While enabling all group policies in Auditing subcategories, make sure to read up about the consequences of enabling each “Object Accesses” policy. If enabled, a policy named “Audit Filtering Platform Connection” generates an unmanageably high volume of events. This security policy logs all events when connections are allowed or blocked by Windows Firewall and the Windows Filtering Platform. Even Microsoft recommends that you not configure this policy.
If this policy is enabled, multiple instances of the following event IDs are logged:
5031, 5140, 5150, 5151, 5154, 5155, 5156, 5157, 5158, 5159
If keeping track of all instances of all permitted or blocked connections with Windows Firewall and the Windows Filtering Platform is important to you, some third-party auditing solutions enable you to track this in a more efficient manner.

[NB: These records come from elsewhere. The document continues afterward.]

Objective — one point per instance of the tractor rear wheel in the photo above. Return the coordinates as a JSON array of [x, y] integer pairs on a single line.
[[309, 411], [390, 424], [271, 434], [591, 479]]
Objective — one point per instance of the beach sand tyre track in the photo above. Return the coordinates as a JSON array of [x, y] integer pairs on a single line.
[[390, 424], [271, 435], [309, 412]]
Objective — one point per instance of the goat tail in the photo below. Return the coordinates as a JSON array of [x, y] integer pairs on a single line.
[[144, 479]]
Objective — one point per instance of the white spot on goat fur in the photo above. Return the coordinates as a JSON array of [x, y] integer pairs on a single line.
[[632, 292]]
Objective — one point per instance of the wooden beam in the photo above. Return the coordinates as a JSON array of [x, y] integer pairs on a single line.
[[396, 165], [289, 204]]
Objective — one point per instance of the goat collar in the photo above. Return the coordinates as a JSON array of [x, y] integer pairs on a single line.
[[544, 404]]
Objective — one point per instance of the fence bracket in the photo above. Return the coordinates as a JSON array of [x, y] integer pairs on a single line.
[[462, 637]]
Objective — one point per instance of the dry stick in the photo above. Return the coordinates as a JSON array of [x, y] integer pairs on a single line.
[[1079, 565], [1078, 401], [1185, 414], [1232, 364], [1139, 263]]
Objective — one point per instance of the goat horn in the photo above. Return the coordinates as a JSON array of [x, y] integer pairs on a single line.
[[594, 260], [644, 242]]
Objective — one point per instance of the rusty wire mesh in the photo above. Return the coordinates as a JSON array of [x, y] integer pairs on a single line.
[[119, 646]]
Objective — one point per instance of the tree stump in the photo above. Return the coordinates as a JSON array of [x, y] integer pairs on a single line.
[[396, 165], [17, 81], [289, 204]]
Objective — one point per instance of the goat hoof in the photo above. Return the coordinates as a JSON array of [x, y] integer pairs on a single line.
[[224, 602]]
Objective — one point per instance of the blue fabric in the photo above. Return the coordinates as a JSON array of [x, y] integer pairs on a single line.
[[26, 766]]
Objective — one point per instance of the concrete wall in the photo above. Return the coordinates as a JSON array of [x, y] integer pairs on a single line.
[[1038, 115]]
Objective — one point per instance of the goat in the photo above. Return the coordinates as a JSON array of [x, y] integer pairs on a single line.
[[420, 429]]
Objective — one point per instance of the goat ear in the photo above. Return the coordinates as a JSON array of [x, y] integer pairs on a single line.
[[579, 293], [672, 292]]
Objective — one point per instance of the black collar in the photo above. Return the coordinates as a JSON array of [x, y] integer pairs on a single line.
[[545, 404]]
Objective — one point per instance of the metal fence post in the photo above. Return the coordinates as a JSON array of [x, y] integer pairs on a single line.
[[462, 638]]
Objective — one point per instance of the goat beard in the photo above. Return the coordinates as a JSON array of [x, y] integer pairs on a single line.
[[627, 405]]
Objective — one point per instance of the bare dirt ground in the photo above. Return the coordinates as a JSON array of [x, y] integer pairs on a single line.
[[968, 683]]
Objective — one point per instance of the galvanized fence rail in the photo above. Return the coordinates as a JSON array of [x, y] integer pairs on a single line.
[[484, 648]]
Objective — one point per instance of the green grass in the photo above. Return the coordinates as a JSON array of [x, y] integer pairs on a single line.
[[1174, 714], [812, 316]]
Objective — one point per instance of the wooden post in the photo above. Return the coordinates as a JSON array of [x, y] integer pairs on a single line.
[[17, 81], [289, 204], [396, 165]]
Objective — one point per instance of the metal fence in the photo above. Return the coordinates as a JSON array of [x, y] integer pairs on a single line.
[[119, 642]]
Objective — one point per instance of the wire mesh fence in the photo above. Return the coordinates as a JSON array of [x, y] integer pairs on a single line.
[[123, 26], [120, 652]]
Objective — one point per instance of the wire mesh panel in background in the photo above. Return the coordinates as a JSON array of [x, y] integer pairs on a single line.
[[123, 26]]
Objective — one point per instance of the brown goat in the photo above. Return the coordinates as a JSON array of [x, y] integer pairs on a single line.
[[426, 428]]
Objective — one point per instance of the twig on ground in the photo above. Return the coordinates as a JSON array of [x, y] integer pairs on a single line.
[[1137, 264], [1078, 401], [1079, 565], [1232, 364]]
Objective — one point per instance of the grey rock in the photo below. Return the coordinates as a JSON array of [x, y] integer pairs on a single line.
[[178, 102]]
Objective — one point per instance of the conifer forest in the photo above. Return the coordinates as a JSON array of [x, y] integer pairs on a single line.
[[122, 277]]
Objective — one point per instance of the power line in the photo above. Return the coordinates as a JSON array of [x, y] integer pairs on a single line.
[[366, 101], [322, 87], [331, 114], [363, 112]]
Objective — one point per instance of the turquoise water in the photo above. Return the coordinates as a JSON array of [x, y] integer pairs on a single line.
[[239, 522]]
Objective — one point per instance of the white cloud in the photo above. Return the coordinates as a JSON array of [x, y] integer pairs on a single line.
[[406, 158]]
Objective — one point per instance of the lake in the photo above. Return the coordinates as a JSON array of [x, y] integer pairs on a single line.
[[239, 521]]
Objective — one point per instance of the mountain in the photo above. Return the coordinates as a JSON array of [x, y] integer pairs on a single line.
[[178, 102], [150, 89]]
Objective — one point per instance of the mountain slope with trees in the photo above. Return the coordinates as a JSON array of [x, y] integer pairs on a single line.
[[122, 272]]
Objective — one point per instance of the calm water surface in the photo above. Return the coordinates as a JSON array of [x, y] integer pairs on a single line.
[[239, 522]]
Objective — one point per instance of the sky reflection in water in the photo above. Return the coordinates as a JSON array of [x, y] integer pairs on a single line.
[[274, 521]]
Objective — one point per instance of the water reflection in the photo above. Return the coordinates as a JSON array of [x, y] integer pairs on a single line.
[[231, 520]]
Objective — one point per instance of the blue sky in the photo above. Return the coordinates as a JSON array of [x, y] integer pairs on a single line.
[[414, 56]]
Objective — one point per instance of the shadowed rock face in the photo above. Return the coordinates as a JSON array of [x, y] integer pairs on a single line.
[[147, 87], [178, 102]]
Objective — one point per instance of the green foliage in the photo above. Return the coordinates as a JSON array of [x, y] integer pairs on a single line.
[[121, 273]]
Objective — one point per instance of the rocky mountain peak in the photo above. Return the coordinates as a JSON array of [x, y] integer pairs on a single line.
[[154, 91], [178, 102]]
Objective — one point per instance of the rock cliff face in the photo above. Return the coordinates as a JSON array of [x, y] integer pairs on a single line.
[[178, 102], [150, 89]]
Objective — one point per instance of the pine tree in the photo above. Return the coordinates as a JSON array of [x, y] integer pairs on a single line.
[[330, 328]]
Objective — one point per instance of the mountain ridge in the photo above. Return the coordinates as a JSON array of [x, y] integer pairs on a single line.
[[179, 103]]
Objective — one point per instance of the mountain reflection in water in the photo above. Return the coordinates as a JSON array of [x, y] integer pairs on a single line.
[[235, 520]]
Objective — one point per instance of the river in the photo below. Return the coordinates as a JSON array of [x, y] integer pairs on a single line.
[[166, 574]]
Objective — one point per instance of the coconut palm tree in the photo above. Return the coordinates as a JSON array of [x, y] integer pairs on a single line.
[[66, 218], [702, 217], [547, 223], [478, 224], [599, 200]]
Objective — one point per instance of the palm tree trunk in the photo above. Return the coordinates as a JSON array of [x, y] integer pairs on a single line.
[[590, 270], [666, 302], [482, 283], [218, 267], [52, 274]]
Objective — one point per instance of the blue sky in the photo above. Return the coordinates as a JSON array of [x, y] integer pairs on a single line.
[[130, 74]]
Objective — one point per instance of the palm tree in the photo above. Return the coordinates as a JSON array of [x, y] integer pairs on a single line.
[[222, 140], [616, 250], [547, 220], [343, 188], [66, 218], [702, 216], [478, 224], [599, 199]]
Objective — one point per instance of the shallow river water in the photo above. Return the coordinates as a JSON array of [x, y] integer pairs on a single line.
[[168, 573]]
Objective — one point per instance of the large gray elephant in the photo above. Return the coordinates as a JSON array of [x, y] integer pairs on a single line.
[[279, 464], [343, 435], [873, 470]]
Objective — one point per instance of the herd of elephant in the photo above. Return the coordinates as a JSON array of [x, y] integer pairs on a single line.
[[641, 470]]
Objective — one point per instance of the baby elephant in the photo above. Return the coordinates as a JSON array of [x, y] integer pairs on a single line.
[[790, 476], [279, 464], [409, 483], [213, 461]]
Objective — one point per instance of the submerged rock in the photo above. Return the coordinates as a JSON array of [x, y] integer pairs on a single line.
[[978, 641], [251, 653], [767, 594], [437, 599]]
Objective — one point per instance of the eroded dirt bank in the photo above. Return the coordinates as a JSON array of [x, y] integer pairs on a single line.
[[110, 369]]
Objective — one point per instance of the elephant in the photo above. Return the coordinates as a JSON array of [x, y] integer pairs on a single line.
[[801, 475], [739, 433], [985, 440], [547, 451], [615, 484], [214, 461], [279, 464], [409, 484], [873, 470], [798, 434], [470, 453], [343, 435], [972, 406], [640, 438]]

Configured Everything for Both Success and Failure
Instead of enabling logs for both success and failure events, it is recommended that you decide which type of event you want to record. For simply monitoring changes or accesses, you won’t need to record failure events. It’s important that you decide what’s best for your organization before you configure this option otherwise you may find yourself bombarded with an unmanageable number of irrelevant logs.
Maximum Log Size
Usually administrators set the event log size (100 MB by default) to 4 GB or more in order to record every single instance. However, event logs are memory-mapped files, which means that logging events in the Event Viewer consumes the same amount of RAM as the maximum event log size you have set. This essentially means that the 4 GB or more space is already occupied and this leaves you much less RAM with which to run the system.
Verification of Applied Audit Policies
In his blog post regarding viewing effective audit policies, Pyle Wisdom suggests not using the “GPRESULT /H” command to check the status of group policies. He suggests executing the “auditpol /get /category:*” command to view the effective audit policies.
Enabling Audit: Force audit policy subcategory settings
If you have enabled “Audit: Force audit policy subcategory settings (Windows Vista or later) to override audit policy category settings”, domain-based policies for computers running Windows Vista and Windows 2008 or higher will not be applied.
If this policy is still not enabled even after disabling it, you should follow this Microsoft Support KB article to make a slight change in the Windows Registry.
Change in Number of Digits
The security event IDs in Windows Server 2003 and Windows Server 2003 R2 have three digits only, but Windows Server 2008 and above have four. So if you are using a third-party auditor program, then make sure to configure it correctly as per this thumb rule.
Event Viewer Limitations
If you are using native auditing, the Event Viewer will be your only effective option for auditing logs. However, the Event Viewer does have some limitations. Sometimes multiple events are generated for a single action; such as renaming an object or moving an object to another container. Manually separating these logs can be a painful and time consuming process. There is no option to create categories of events with the same properties. because of this, the Event Viewer should not be looked at as the only auditing tool. Other auditing techniques, such as Windows PowerShell or third-party solutions, should also be considered.